Just like how I was sexually assaulted by a lesbian with a sexual instrument was sexual assault and not rape since she did not have a penis (were rape in my opinion should be any forced sex encounters like Sweden).

So my rapist is not in fact a rapist because she is a she and cannot be a rapist under UK law due to lack of penis, yet i feel i was still raped.

tillytop · 13/09/2018 11:23

Schools dealt much better with child sexual exploration /inquisitiveness in the 70's and 80's. Dealt with sensibly, sensitively and quickly. I was horrified to find that in the 90's this had changed to a blame culture with everyone trying to wriggle out of responsibility rather than be sensible as before. Personally, I believe that led to what is happening now, where things are obviously much worse.

Gileswithachainsaw · 13/09/2018 11:24

How does this even happen in a primary school? I understand how it could happen in a secondary school as kids aren't constantly supervised there, but how can it happen in primary?

Because kids are far smarter than we give them credit for. They work out so quickly which tree staff can't see behind . That no one ever goes behind the bike racks . And because they know that Every one will care far more about the the girls pants on show than anything the boy can say or do.

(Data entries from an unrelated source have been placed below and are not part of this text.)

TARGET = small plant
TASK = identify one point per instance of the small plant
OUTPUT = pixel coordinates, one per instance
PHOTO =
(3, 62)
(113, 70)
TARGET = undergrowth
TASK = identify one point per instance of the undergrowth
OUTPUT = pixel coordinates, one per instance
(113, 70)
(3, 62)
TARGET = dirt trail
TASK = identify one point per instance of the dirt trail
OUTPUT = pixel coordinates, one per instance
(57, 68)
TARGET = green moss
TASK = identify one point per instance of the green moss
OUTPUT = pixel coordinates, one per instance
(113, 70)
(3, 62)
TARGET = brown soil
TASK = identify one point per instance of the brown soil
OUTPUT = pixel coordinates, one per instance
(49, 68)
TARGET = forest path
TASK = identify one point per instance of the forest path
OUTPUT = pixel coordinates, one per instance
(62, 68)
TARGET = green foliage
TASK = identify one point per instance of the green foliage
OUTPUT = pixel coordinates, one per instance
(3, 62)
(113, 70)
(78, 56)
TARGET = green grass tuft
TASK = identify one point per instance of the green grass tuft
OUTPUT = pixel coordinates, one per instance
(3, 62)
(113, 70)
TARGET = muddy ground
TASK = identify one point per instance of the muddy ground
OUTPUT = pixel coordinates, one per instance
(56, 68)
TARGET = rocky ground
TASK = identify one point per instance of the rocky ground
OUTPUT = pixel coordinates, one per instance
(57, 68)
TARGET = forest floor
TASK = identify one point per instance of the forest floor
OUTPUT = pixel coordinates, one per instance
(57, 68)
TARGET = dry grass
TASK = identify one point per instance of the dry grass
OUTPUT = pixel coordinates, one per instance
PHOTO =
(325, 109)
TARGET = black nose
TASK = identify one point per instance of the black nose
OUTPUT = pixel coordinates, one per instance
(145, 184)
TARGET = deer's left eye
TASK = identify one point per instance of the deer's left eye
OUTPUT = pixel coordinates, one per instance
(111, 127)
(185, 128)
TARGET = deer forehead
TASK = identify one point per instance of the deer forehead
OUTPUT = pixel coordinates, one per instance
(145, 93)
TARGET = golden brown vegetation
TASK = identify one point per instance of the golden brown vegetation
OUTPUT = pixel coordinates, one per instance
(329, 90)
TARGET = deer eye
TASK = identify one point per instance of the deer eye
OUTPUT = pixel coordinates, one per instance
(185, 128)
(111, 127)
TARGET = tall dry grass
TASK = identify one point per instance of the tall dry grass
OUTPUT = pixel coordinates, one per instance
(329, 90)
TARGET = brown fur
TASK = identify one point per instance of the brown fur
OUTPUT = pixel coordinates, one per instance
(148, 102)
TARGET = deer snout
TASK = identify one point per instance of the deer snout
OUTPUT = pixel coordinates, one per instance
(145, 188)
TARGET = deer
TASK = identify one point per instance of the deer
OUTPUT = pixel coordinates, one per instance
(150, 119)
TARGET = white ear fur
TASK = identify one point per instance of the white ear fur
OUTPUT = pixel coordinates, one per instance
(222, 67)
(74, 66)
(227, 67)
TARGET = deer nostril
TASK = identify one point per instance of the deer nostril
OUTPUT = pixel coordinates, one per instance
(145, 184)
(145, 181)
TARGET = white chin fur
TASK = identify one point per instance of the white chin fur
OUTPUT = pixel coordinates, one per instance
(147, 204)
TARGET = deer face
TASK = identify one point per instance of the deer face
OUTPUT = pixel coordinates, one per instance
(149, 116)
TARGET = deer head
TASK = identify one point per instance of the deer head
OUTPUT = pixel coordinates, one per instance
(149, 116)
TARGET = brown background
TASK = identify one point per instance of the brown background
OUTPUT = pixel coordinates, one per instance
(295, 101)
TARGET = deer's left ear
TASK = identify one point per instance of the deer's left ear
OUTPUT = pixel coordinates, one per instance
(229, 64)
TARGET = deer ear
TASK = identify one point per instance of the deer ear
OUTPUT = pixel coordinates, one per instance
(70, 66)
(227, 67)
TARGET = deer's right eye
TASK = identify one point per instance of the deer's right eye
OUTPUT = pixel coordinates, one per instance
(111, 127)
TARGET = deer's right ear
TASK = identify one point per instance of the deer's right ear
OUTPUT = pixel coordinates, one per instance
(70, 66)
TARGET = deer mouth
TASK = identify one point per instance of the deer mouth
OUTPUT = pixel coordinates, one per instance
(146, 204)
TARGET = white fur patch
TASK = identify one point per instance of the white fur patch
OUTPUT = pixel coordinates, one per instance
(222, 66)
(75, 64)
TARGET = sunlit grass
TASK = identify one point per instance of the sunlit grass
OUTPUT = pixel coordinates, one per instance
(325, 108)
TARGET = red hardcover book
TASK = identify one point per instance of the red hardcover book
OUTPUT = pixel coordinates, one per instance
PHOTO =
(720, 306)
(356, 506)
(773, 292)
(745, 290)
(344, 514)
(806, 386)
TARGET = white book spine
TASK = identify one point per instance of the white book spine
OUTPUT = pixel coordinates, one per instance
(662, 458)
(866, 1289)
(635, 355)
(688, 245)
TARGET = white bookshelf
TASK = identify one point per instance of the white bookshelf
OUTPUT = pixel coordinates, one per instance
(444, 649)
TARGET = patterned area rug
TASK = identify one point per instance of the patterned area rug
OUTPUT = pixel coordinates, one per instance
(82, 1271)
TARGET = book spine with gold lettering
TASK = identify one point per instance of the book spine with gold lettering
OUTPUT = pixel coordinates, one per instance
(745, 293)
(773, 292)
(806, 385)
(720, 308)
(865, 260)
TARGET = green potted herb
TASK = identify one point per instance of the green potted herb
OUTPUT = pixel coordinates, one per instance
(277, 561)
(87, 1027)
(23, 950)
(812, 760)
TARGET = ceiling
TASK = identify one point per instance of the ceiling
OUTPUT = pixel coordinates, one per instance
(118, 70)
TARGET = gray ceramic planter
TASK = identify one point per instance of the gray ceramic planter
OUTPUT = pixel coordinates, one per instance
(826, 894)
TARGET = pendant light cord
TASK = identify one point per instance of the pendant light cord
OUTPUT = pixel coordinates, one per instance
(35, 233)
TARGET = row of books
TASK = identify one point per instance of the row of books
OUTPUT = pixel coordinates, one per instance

arranfan · 13/09/2018 11:54

Sexual violence in schools is not a new phenomenon.

A local school made the newspapers in the 70s only when visiting inspectors witnessed sexual activity happening in the classroom during lessons. The school was so out of control that the teachers had given up attempting to intervene.

Parents reports of sexual assaults on their children were discounted and disregarded. It was dismissed with a "Boys will be boys" and, all too often, that the girls were responsible (it being a time when it was still legitimate to regard girls/women as the gateway to sin and immorality). It was only when the school inspectors confirmed the reports that it made the news.

Decades later and we're getting no better at acknowledging it, never mind addressing it.